While investors would receive the matching money immediately, they must keep their Robinhood IRA account open for at least five years to permanently retain the matching funds – a concept similar to the 401(k) acquisition.
Transfers from a 401(k) or IRA account to a Robinhood Retirement account do not count toward the IRA match, the company said in an email, adding that it is “exploring a separate matching option for transfers to the future”.
Marketing trick or positive impact on economies?
Robinhood expects the money to accumulate over time. A long-term investor who gets a consideration of $60 each year and earns a 10% annual return would have an additional $26,000 after 40 years, according to the firm’s analysis.
“I think any sort of compensation for [investment] fresh or any kind of small addition [to savings]it all adds up over time,” said John Scott, director of retirement savings at The Pew Charitable Trusts.
“I think the big question will be, what is the behavioral effect?” said Scott.
In other words: to what extent will the financial incentive encourage people to save? Many employers have adopted automatic enrollment to combat relatively low 401(k) participation despite the availability of matching funds.

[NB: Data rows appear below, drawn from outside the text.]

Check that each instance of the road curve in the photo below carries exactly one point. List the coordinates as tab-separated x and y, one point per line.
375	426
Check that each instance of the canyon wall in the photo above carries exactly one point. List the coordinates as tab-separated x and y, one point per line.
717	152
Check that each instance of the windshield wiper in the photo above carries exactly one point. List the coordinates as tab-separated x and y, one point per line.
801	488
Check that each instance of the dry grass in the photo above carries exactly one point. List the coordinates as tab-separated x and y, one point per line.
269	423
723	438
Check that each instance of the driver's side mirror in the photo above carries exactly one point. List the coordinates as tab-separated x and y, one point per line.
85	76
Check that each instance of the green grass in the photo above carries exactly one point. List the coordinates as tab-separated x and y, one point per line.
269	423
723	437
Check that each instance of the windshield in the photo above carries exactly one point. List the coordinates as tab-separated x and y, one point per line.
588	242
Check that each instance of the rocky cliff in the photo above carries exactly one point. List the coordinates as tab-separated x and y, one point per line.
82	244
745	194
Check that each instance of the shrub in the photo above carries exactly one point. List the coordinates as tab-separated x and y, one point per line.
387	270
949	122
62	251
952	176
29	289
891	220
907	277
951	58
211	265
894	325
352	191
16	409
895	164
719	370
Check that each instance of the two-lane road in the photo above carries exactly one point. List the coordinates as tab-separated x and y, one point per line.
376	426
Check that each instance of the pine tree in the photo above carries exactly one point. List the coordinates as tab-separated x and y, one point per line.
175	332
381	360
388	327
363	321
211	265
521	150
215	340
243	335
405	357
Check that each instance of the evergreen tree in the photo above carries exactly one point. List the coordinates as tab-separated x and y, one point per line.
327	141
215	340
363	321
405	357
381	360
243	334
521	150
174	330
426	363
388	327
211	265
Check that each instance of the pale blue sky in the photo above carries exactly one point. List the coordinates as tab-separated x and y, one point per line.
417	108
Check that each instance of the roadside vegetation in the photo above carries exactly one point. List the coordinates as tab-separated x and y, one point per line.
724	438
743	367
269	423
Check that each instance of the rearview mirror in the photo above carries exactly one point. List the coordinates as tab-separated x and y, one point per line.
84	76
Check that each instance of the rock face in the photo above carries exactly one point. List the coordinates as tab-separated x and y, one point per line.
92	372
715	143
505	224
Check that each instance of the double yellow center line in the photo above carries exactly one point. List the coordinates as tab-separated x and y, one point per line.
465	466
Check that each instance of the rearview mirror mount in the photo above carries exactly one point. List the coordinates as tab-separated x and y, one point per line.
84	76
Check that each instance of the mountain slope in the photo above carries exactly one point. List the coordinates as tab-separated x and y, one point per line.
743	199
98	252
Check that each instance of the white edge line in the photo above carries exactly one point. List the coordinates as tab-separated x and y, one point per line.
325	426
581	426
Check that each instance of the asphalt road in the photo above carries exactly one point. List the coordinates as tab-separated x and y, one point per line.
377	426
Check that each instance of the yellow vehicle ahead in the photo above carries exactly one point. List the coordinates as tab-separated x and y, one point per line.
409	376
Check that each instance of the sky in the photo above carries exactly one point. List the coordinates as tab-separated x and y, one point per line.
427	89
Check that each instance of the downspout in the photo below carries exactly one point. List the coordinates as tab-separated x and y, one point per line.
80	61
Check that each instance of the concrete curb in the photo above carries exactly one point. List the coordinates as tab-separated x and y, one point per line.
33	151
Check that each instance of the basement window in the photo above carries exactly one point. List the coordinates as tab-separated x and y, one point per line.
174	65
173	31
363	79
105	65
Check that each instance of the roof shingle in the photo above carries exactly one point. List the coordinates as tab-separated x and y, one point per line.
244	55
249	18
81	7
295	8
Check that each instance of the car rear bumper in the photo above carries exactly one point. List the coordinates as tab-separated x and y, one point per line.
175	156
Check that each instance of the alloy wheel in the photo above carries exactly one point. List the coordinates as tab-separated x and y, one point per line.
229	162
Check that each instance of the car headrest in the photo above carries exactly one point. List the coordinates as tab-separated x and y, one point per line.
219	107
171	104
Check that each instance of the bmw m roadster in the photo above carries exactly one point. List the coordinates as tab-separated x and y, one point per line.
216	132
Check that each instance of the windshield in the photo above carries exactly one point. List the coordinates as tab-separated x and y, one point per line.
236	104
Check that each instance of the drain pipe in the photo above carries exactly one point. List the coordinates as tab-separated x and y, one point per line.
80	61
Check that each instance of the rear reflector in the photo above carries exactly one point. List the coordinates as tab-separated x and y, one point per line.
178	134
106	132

To date, most policy initiatives to encourage savings have focused on the workplace. Lack of access to 401(k) plans at work is one of the biggest flaws in the US retirement system. States have passed laws in recent years establishing self-enrollment IRAs for workers who don’t have workplace retirement plans, for example.
“Maybe it’s just a marketing gimmick, the 1%,” Scott added. “But if it gets people into the habit of saving, it could have a big impact.”
Pension experts have likened the game to banks offering “free” toasters and other perks to customers who open a certificate of deposit.
Here, Robinhood is likely aiming to grow its customer base – and then make money elsewhere by trying to sell them to other services, experts said.
Robinhood saw its growth reverse as a pandemic-era retail boom faltered. The firm announced a few tranches of layoffs this year.
“It’s getting harder and harder to get past [of customers] and break up the clutter,” said Neil Bathon, founder and partner of FUSE Research Network, an asset management market researcher. “I can’t imagine trying to start an IRA business and not having a program like this. to kind of fuel prospecting efforts.”
Robinhood hinted at meeting current customer demand and expanding its footprint, but declined to offer a forecast of growth or total cost.
“We have heard from our existing customer base that they have a strong interest in expanding Robinhood into the retirement space,” the company said in an email. “We want to deliver great value to a broader customer base through a platform that supports long-term investing, and retirement is just the start.”
It can be difficult to get people to open an account when the incentive can be $50 or $60 a year in dollars, Chao said.
“One percent sounds good, but do you think 1% will inspire people to save anyway, while 3% won’t inspire them to save in a 401(k)?” he said.
This story has been corrected to reflect how the Robinhood match works against the annual IRA contribution limits.